After that, and after the movie contracts she has been offered, and the recording contracts, and everything else, it is safe to predict that the Divine Miss M may never be back to Albuquerque again. Unless the star starts dimming and there is no indication of that. At least we'll be able to say we knew her When.


Bette Midler Enchants Audience
October 8, 1973 - Albuquerque Journal 
By Scott Beaven 

By the time Bette Midler began the second half of her sold-out Popejoy Hall concert - dressed in red sleaze and carrying "recycled" fox carcasses - her voice was falling apart.

It had been a bad few days for Bette. One of the members of her back-up trio, The Harlettes, had been busted for drugs in Phoenix and Bette was mad as hell about it. She was also getting sick - she has, after all, been on tour since Aug. 25.

Later, she moved into John Prine's song about old people, "Hello in There," not an easy melody to sing at the best of times. The voice cracked, she whispered her way through it and she brought if off. 

For a moment, it was like being in a time-warp; Judy Garland, at the Greek Theatre in Los Angeles, drunk or stoned on too much of something, trying to get through "Stormy Weather" with the audience pushing for her as hard as it could.

But only for a moment.

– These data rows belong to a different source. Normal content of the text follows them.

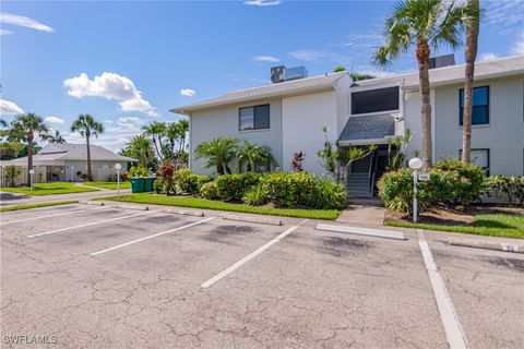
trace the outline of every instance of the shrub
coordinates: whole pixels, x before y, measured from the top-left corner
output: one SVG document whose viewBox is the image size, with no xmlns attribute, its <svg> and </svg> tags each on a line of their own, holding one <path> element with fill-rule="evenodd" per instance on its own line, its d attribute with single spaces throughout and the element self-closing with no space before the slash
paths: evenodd
<svg viewBox="0 0 524 349">
<path fill-rule="evenodd" d="M 215 181 L 218 197 L 225 201 L 240 201 L 246 192 L 260 181 L 261 173 L 223 174 Z"/>
<path fill-rule="evenodd" d="M 183 168 L 172 173 L 172 180 L 178 188 L 182 192 L 192 195 L 199 193 L 198 179 L 199 176 L 194 174 L 189 168 Z"/>
<path fill-rule="evenodd" d="M 250 206 L 260 206 L 267 203 L 267 193 L 261 184 L 251 188 L 243 196 L 242 202 Z"/>
<path fill-rule="evenodd" d="M 485 189 L 489 196 L 495 196 L 507 204 L 524 206 L 524 176 L 488 177 Z"/>
<path fill-rule="evenodd" d="M 207 182 L 200 188 L 200 196 L 209 200 L 218 198 L 218 186 L 216 182 Z"/>
</svg>

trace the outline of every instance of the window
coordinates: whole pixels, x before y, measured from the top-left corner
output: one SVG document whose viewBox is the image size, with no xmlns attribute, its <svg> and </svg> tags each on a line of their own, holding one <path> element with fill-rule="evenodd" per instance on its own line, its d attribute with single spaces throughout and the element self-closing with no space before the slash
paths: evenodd
<svg viewBox="0 0 524 349">
<path fill-rule="evenodd" d="M 458 158 L 462 158 L 462 149 L 458 152 Z M 489 149 L 472 149 L 472 163 L 481 167 L 489 176 Z"/>
<path fill-rule="evenodd" d="M 352 113 L 398 110 L 398 86 L 355 92 Z"/>
<path fill-rule="evenodd" d="M 270 128 L 270 105 L 240 108 L 238 129 L 240 131 L 264 130 Z"/>
<path fill-rule="evenodd" d="M 464 88 L 458 92 L 460 99 L 460 124 L 462 127 L 462 118 L 464 115 Z M 473 88 L 473 113 L 472 124 L 489 123 L 489 86 Z"/>
</svg>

Miraculously, the voice returned and the raunchy lady soon had the entire house on its feet, clapping and screaming (and, some of them, smoking grass) to "Chapel of Love." Quite a sight for Popejoy Hall. Unprecedented. 

At the beginning of the Thursday concert, when the ovation before she had opened her mouth was overpowering, she asked if Albuquerque was "starved for entertainment?" Albuquerque - the part of it in the audience - roared back an indistinct but affirmative answer. Those inside the house felt lucky at that point - because outside, in the chilly October night, there were clusters of people offering large amounts of money for tickets to those that had them.

Inside again, and Bette pacing the floor of the Popejoy stage like a hopped-up dance-hall hostess, wailing "Leader of the Pack" while the two remaining Harlettes synchronized in the background - Andrews Sisters with soul.

AND AFTER ALL the flash, and the glitter, the sequins, the flaming orange hair, the fright make-up, the trashy songs, the political and sexual innuendo (of Nixon; "In your heart, you know he's not a well person. I've got my bags packed, but there's no place to go"), The Divine Miss M sat on a stool and sang "Am I Blue?" with a force and conviction that had the audience in dead silence and even the spotlight seemed to dim in comparison to the incandescence shimmering on a wooden stool.

Bette Midler was a star then, right up there with the biggest and best of them. Out of trash - art. When she left the stage, Albuquerque made her come back. She coughed, and explained that she really was getting sick, and - touchingly - said she was touched by the reception. Out into the night with her, then, carrying a bouquet of roses that had been handed up to her during the course of the concert. And also carrying with her a southwestern city she pronounced Al-ba-ker-cue. She carried it in the palm of her hand.